Friday, September 1, 2017
Rhonda Hoener, counselor at West Bourbon Elementary School, fills her water bottle at one of the new water bottle filling stations inside the school. Grant funds were used to purchase and install the new fountains and stations.
Jason E. Silvers

UNIONTOWN — USD 235 will begin a new school year next week with some physical upgrades and focuses on educational changes.

USD 235 Superintendent Bret Howard said classes begin Tuesday at West Bourbon Elementary School and Uniontown Junior Senior High School. Students, teachers and staff will head back to the classrooms that day following a week that includes inservice training and a district-wide meeting. The district has an enrollment of less than 600 students.

Some of the improvements in both school buildings are geared toward the district’s goals involving health and wellness and a clean environment.

At WBE, structural changes and cosmetic upgrades for the new school year include re-carpeting hallways and the library, new paint throughout the building, and new water bottle filling stations. Howard said the district was also able to purchase some new lunchroom tables for the school.

“One of the biggest things is they’ve installed some water fountains that have the water bottle filling stations,” Howard said. “We had a grant that helped pay for that.”

In May, the school board was notified the district had received a $20,000 check from Blue Cross Blue Shield as part of a Pathways to Healthy Kansas grant the Healthy Bourbon County Action team received in 2016.

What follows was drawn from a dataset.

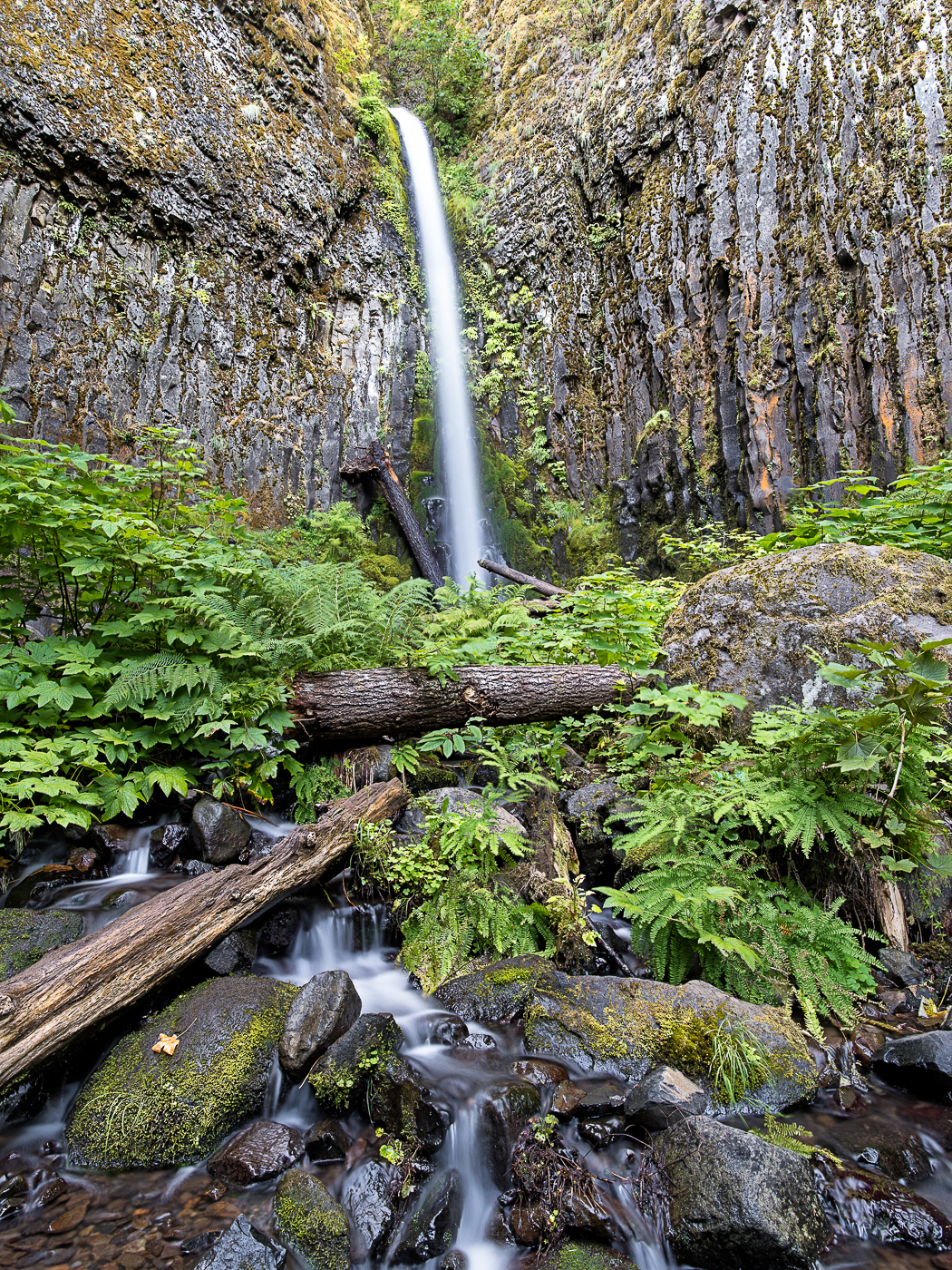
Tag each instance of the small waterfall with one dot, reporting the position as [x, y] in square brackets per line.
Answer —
[453, 408]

Funds for WBE were used to purchase and install new water fountains with water bottle filling stations. UJSHS also received some funds which will be used for equipment and supplies to implement a modeling school wellness policy as a pathway for the grant. Through the grant, the district received new equipment for the weight room at the high school.

The water bottle filling stations feature digital displays that show the number of plastic water bottles not dumped in a landfill, Howard said.

Some classrooms at WBE also feature new carpeting, white board tables students can write and draw on, and ergonomic exercise ball chairs. Small upgrades in the school library were funded by a Walmart grant in 2016, WBE Principal Tyler Jackman said.

At the junior/senior high school building, new carpet has been installed in four classrooms and the high school office. Howard said inmates from the honor pod at the Southeast Kansas Regional Correctional Center helped with some work this summer.